Capitaliser sur les cégeps et les CCTT pour renforcer les écosystèmes entrepreneuriaux dans toutes les régions. Les CCTT pourraient ainsi dispenser une formation à l’entrepreneuriat aux personnes et aux entreprises (y compris celles qui sont déjà établies), ce qui favoriserait l’innovation et la croissance dans toutes les régions du Québec.
Impliquer le ministère de l’Enseignement Supérieur (MES) dans les politiques d’entrepreneuriat et d’innovation, en promouvant les interventions pilotes et les réformes dans les zones d’innovation. Le MES pourrait utiliser les zones d’innovation comme bancs d’essai pour introduire des incitations et des opportunités de carrière pour les universitaires et les étudiants (par exemple, en promouvant le statut d’ « étudiant entrepreneur ») afin de libérer le potentiel des activités de collaboration et du mouvement des start-ups dans ces zones. Une fois testées dans les zones d’innovation, les initiatives pourraient être étendues au reste de la province.

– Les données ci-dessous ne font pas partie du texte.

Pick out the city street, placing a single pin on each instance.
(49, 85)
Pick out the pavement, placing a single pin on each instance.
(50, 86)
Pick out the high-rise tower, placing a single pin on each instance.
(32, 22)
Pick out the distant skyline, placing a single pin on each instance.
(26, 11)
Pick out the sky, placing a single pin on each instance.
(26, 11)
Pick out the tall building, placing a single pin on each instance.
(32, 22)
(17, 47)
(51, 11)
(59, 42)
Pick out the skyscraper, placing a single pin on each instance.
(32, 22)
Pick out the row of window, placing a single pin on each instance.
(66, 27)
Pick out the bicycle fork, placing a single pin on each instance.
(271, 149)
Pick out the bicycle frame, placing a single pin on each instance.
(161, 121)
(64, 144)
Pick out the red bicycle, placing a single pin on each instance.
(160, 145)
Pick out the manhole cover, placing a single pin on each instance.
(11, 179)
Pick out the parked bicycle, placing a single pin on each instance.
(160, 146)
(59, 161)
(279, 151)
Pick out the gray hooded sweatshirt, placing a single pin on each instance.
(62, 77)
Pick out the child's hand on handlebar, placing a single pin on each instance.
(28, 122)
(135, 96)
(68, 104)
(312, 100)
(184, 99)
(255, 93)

Promouvoir les aspects de développement social et urbain des zones d’innovation afin de relier le mouvement des start-ups et l’éducation entrepreneuriale à d’autres programmes liés au bien-être et à la durabilité, dans toutes les régions du Québec. Les composantes de développement social et urbain sont pertinentes et ne doivent pas être négligées lors de la mise en place des zones d’innovation.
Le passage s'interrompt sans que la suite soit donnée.